The Yeap Chor Ee statue is a memorial to the towkay (businessman) Yeap Chor Ee (1867–1952). It is situated in front of his former residence named 'Homestead', now part of the main campus of Wawasan Open University, at Northam Road in George Town, Penang, Malaysia.

== Background ==
Yeap Chor Ee was a migrant from Fujian, China who, after arriving almost penniless in Penang in the 1880s, went on to create a successful business empire, becoming the wealthiest man in Penang and one of the richest men in Asia. During his lifetime he was famous for his philanthropic work, and in later life became known as "the Grand Old Man of Penang".

The copper statue is 2.5 metres tall, and was unveiled by his grandson, Dato' Seri Stephen Yeap Leong Huat, Chairman of the Wawasan Education Foundation, at a ceremony held on 28 November 2007.
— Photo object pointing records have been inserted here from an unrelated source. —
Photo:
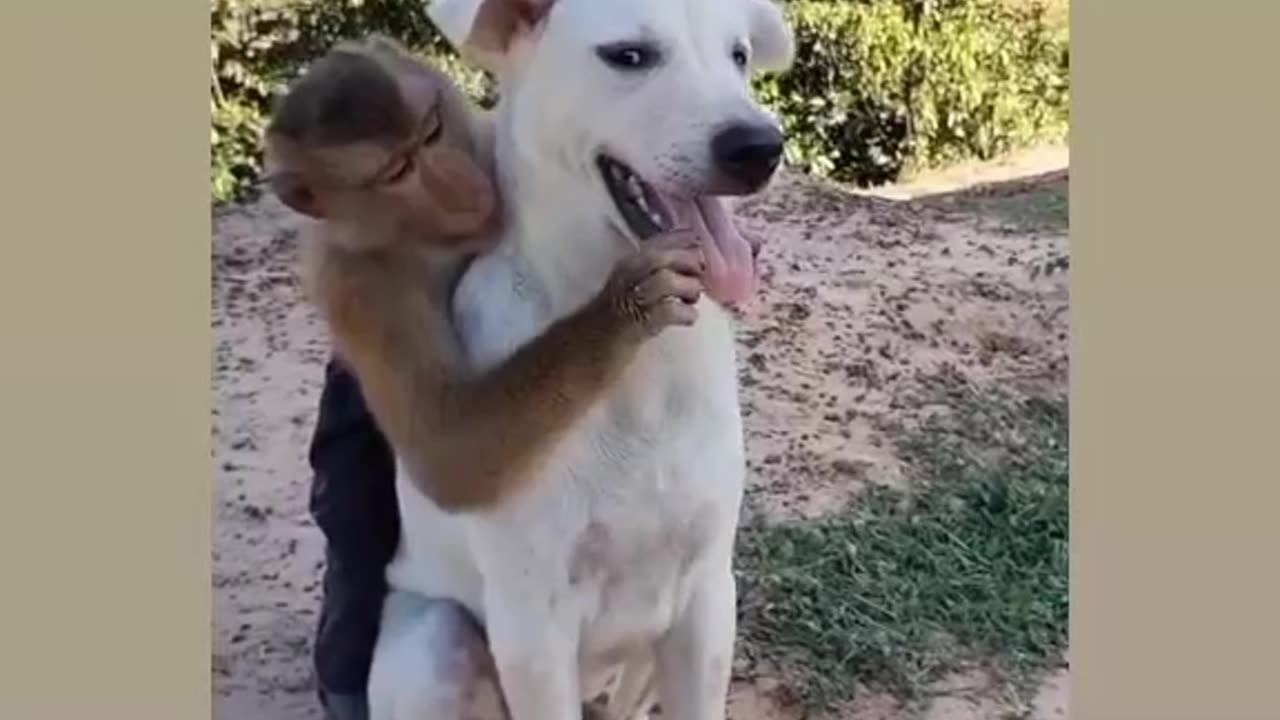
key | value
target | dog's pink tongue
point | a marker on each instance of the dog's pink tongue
(730, 265)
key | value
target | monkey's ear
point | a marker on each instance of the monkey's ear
(772, 42)
(484, 30)
(295, 192)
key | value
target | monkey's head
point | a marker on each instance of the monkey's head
(373, 139)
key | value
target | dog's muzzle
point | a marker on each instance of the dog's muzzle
(746, 154)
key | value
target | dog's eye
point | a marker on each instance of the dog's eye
(629, 55)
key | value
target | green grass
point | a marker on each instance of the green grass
(1045, 206)
(970, 566)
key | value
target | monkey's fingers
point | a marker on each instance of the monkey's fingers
(667, 283)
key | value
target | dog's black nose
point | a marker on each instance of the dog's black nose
(748, 153)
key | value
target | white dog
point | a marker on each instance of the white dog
(617, 118)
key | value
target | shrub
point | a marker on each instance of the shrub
(881, 87)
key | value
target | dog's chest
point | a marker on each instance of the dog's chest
(641, 493)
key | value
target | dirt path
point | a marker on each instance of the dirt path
(860, 294)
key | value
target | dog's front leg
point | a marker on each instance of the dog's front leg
(694, 657)
(534, 645)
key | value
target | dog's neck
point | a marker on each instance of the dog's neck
(565, 245)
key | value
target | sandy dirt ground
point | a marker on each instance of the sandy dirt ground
(860, 294)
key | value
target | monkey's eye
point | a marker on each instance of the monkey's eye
(400, 171)
(434, 133)
(629, 57)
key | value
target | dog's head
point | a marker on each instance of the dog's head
(649, 99)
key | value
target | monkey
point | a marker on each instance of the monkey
(396, 165)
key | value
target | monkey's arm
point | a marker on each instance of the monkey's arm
(467, 440)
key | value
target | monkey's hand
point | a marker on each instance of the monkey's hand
(658, 286)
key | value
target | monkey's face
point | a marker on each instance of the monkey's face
(429, 181)
(437, 180)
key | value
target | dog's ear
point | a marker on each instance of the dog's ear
(483, 30)
(772, 45)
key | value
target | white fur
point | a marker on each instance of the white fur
(620, 555)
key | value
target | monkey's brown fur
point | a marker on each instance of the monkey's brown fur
(388, 251)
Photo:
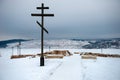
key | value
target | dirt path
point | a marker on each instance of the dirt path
(69, 70)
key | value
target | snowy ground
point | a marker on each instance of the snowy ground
(68, 68)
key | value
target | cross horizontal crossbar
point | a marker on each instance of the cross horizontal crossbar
(42, 27)
(42, 15)
(42, 7)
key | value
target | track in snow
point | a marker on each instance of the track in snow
(70, 69)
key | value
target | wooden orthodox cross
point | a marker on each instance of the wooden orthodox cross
(42, 8)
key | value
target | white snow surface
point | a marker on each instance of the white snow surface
(68, 68)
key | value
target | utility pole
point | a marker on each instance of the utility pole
(42, 8)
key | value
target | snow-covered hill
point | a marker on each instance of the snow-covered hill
(53, 44)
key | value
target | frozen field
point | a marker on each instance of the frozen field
(68, 68)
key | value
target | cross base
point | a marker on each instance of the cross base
(42, 61)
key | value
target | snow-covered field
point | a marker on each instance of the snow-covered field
(68, 68)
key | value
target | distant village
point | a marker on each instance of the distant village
(102, 43)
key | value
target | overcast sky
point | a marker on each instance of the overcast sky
(81, 19)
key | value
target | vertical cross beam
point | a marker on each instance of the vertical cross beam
(42, 29)
(42, 33)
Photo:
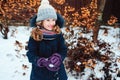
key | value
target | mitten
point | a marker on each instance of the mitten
(42, 62)
(55, 59)
(51, 67)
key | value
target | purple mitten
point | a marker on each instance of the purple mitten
(42, 62)
(55, 59)
(51, 67)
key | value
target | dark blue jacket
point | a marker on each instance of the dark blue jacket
(45, 48)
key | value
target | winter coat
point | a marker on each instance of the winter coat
(49, 45)
(45, 48)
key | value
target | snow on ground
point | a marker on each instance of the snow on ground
(14, 64)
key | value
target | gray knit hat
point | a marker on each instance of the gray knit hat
(46, 11)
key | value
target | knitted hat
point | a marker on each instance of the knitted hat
(46, 11)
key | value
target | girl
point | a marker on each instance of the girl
(46, 47)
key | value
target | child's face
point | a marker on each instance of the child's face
(49, 24)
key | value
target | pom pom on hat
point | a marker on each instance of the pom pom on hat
(46, 11)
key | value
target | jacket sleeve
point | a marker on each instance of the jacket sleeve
(33, 50)
(62, 48)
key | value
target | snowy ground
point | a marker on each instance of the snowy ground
(14, 64)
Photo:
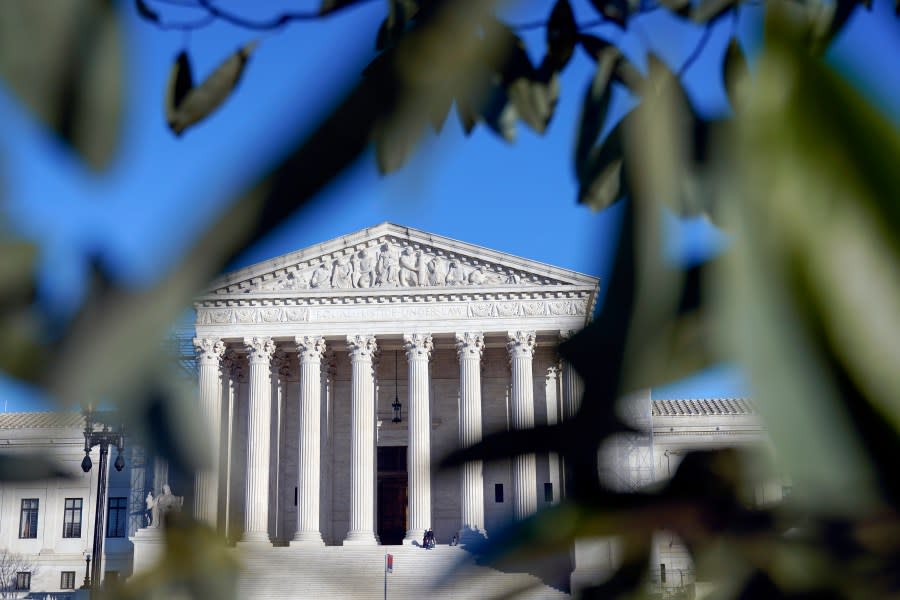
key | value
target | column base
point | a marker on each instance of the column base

On the memorial plaque the following words are inscribed:

Towkay Yeap Chor Ee. 1867–1952. Inspiration to Succeed. Trader, banker and philanthropist. A native son of Nam Aun, Fukien, China. This statue is donated by Trustees of the Estate of Yeap Chor Ee in celebration of their grandfather/great-father's fortitude and foresight. Dedicated November 28th, 2007.